W.E.B. Du Bois (1868-1963) est l’un des intellectuels afro-américains les plus importants de l’histoire.
Par Sandro CAPO CHICHI / Nofipédia
William Edward Burghardt Du Bois naît le 23 février 1868 à Great Barrington, Massachussets. Il est le fils de Marie Silvina (née Burghardt) et d’Alfred Du Bois. Ce dernier a rapidement quitté son fils et son épouse. Il grandit à Great Barrington au sein d’une population principalement blanche et relativement tolérante envers son statut de mulâtre, terme utilisé à l’époque pour désigner les Américains aux origines très visiblement européennes et africaines. Devant ses brillantes études au lycée et ses capacités intellectuelles remarquées, il intègre l’Université noire de Fisk à Nashville dans le Tennessee grâce à des fonds levés par l’église de Barrington.
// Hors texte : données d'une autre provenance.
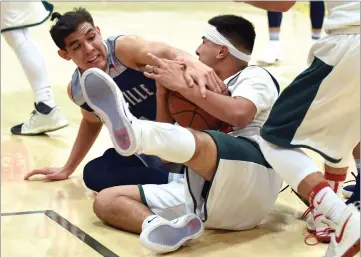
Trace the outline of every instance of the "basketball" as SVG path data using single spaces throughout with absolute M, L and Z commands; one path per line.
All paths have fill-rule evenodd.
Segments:
M 223 124 L 223 121 L 213 117 L 177 92 L 170 92 L 168 106 L 173 119 L 182 127 L 218 130 Z

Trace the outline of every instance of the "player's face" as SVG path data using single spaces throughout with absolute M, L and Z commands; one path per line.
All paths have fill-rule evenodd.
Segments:
M 94 28 L 90 23 L 81 24 L 74 33 L 65 38 L 65 50 L 59 50 L 59 55 L 66 60 L 73 60 L 81 71 L 90 68 L 106 70 L 107 50 L 99 28 Z
M 205 37 L 202 39 L 203 42 L 198 46 L 196 54 L 198 55 L 201 62 L 213 68 L 212 66 L 214 66 L 217 61 L 217 55 L 219 53 L 220 46 L 214 44 Z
Il y reste trois ans, découvrant le racisme du sud, n’ayant été contraint d’abolir l’esclavage que vingt ans auparavant. Il y obtient toutefois son premier diplôme, l’équivalent d’une licence avant de revenir dans le Massachussets et étudier dans la prestigieuse université d’Harvard. Après une autre licence emportée avec les honneurs, il poursuit ses études à Berlin en Allemagne où il est moins confronté à la ségrégation en vigueur aux Etats-Unis. Après des études en sociologie et en philosophie, il devient après son retour le premier Afro-Américain à obtenir un doctorat de l’Université d’Harvard pour une thèse en histoire sur ‘La suppression de la traite des esclaves africains aux Etats-Unis’ publiée en 1896.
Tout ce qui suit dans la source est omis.